To address these challenges, we developed a single, integrated knowledge management and analysis platform, Genedata Selector™ (Figure 1A). The enterprise platform integrates public and proprietary genome and "omics" data from different sources and is highly scalable, being able to handle hundreds of genomes and related information. Additionally, all publicly available CHO cell lines and the Chinese hamster genome with refined gene models, improved functional annotation, transcription factor binding site and pathway information are integrated in this one platform.

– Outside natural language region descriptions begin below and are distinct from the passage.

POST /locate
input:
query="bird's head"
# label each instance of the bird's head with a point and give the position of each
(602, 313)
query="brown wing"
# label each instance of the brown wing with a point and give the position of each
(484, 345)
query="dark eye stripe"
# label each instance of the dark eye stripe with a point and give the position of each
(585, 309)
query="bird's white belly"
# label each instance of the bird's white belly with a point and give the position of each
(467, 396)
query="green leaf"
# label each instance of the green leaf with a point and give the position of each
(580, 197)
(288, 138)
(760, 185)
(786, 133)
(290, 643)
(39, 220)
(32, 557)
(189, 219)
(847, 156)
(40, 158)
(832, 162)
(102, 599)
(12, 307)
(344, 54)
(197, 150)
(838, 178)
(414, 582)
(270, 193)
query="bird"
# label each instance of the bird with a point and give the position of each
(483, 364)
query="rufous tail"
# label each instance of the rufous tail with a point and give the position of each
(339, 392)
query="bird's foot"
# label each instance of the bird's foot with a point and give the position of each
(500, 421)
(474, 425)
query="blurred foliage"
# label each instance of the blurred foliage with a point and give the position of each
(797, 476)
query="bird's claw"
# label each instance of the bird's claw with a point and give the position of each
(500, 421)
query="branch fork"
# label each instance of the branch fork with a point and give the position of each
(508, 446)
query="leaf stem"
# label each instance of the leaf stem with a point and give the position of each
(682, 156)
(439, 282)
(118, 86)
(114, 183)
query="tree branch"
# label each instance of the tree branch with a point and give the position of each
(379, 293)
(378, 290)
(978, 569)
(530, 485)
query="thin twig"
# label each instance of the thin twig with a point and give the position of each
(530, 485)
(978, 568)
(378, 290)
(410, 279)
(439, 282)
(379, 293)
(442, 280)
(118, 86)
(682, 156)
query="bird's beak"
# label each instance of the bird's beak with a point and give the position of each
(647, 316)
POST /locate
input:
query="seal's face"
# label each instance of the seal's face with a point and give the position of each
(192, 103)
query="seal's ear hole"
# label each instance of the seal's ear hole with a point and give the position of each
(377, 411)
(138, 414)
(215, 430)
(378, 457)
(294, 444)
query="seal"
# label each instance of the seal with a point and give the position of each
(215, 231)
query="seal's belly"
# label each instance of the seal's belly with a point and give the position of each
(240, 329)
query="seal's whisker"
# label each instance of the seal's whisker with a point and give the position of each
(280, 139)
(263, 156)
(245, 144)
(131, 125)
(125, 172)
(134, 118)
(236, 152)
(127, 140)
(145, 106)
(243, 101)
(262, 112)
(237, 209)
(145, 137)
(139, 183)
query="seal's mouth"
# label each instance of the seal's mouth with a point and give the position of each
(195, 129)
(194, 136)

Due to this open, integrated and versatile platform for all NGS and omics technologies, many applications are supported. This supports streamlining of R&D processes and makes valuable information (such as genomes, cell lines and related experimental data) readily accessible to different teams, thereby avoiding duplication of research efforts (Figure 1B). To guarantee that the information in the system is always up to date, numerous different databases can be automatically scanned, and the information updated in the system.
Standardized workflows in the system enable, e.g. the processing and analysis of RNASeq data, to gene prediction and gene model refinement, and generation of fully annotated genomes from raw resequencing data. Users have access to the best gene models for proprietary cell lines, building the foundation for successful genome-based R&D. Differences between cell lines on the genome, protein, pathway level, etc. can be elucidated easily through interactive analysis tools, enabling the understanding of the underlying biology through a single, integrated view.
For cell line engineering, sophisticated signaling pathway analysis tools were integrated in the platform to enable efficient prioritization of engineering targets for improving protein production (e.g. focusing on apoptosis or stress control, protein secretion, glycosylation or genome stability). When targets have been identified, the next step is to define the gene editing strategy. Genedata Selector supports all gene editing technologies. For instance, CRISPR/Cas9 target sequences can be calculated in any genome (de novo or resequencing data), and target gene sequences and uniqueness of editing sites can be interactively analyzed. Errors during target sequence design are reduced and the success rate of gene/genome editing projects can be increased significantly.
Another high-value application, which is now possible with new NGS technologies, is the accurate determination of integration sites and the integrity of inserts in clones. Here, we have applied the platform to localize insertions in proprietary gene models through automated bioinformatics pipelines for processing and analysis of sequencing data. This avoids costly propagation of clones with wrong/disrupted inserts.
Rational optimization of cell lines, media and process parameters is another issue which we have addressed. Integrated genomics/omics data analysis on pathways are provided in the platform, enabling users to identify novel relationships in experimental data and to understand molecular differences between cell lines, cultivation conditions and time points. In particular, the integrated view provided through the platform allows the rapid interpretation of complex datasets. This provides strong support for rational optimization of media and feeds by facilitating discovery of limitation or accumulation of metabolites and other key factors which have to be optimized to avoid costly trial and error.
All these applications are supported by an integrated rich statistical toolbox allowing the easy identification of biological functions and pathways which show significant differences between cell lines/clones/process conditions.